Quick Facts about Biotech Crops

By Julie Murphree, Arizona Farm Bureau: Lots of misinformation is floating around about biotechnology (also known as genetically modified, or GM) crops. And in the confusion, we have a hard time explaining what’s truth and what’s fiction.

Biotech cotton grown in Arizona and across the United States has been available to farmers to grow since the mid-1990s. Other biotech crops grown in Arizona include field corn and alfalfa. (Pictured: Arizona Farm Bureau's Julie Murphree, cotton farmer Adam Hatley and Peggy Jo Goodfellow, also of Arizona Farm Bureau.)

So, Arizona Farm Bureau provides some quick, on-the-go facts about biotech crops. We’re only going to focus on plant biotechnology, though the science of life (biotechnology) shows up in a variety of fields like medicine and pharmaceuticals.

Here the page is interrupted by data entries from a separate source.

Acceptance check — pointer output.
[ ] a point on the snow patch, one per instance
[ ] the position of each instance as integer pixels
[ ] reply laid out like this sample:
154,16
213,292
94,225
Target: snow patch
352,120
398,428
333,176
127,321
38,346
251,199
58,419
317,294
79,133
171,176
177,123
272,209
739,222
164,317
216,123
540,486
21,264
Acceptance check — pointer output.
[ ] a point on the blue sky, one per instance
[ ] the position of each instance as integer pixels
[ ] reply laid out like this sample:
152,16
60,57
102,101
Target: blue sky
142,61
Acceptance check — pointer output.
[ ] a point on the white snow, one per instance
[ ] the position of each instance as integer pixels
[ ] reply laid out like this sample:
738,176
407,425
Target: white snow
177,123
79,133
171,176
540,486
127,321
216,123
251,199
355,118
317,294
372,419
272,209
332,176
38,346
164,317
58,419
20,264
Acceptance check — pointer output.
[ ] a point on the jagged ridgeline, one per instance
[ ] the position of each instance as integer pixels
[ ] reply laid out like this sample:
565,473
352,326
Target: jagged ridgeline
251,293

  • Using the precise process of “Transgenic” biotechnology, scientists select a specific desired trait for a plant, such as drought tolerance, insect resistance, virus resistance or enhanced nutrition.
  • Today there are 12 “transgentically engineered” crops/plants on the market; 7 food crops available in the United States. They are:
  1. Blue roses and blue carnations
  2. Cotton and alfalfa
  3. To eat – corn, soybeans, canola, sugar beets, sugar cane, summer squash, papaya and golden rice (the rice is not in U.S.)
  • Almost 2,000 studies by independent researchers around the world demonstrate that genetically modified foods are safe to eat and safe for the environment.
  • The World Health Organization, the National Academies of Science, the European Commission and the American Medical Association all agree there is no difference in food safety between genetically modified food crops and traditional bred food crops. So does EPA, USDA and FDA.
  • Bacillus Thuringiensis (bT) is a natural bacteria found in the soil. It has been used as an insecticide since the 1920s and is still used on organic farms and in home gardens. The bT trait was the first insecticide used in bioengineered corn and cotton.
  • In Arizona there has been a 90% reduction in use of broad-spectrum insecticides since farmers started growing bT cotton. That is great news for the environment, especially beneficial insects!
  • Since bioengineered crops are safe to eat, the only reason to put a “Contains Genetically Modified Organisms” label on food is to frighten consumers.
  • If you still don’t want to eat bioengineered (genetically modified) foods, you have options – organic foods and foods labeled “Non-GMO”. Our local organic farmers do a great job growing fruits & vegetables for you. Plus, the majority of fruits and vegetables are not biotech crops; with the exception of one type of summer squash and papaya as mentioned earlier. 
  • All plants and animals and ultimately foods are from genetically modified organisms. The history of genetically modifying crops, specifically food crops, has been going on for thousands of years beginning with our first moments of deliberately cultivating food. Anthropology tells us humans began crop domestication as far back as 11,000 years ago and from the beginning they used selective breeding to carry the best plants over into the next generation. This is a type of genetic modification. History then reveals that the 1700s was a breakthrough period for farmers and scientists to cross-breed plants within the same species, for example crossing a drought-resistant variety of a plant type with another. In the 1940s and 1950s breeders and researchers sought out additional means to introduce genetic variations into the gene pool of plants. By the 1980s researchers developed the more precise and controllable methods of genetic engineering, specifically transgenic (a genetic trait from one variety of species inserted into another) to create plants with desirable traits such as insect, herbicide and disease resistance. By the 1990s, the first transgenic plants were introduced to the marketplace. Every product on the market is composed of ingredients that have their origins in improved genetic modification. Granted, the more precise method of “transgenic modification” might instill concern for lack of understanding, but this method is well documented in terms of safety than all the previous methods mentioned. If this issue is about informing the public so they can make better decisions, then let’s inform; not deceive with the idea that modification only exists in the lab and is done by a few big, evil organizations.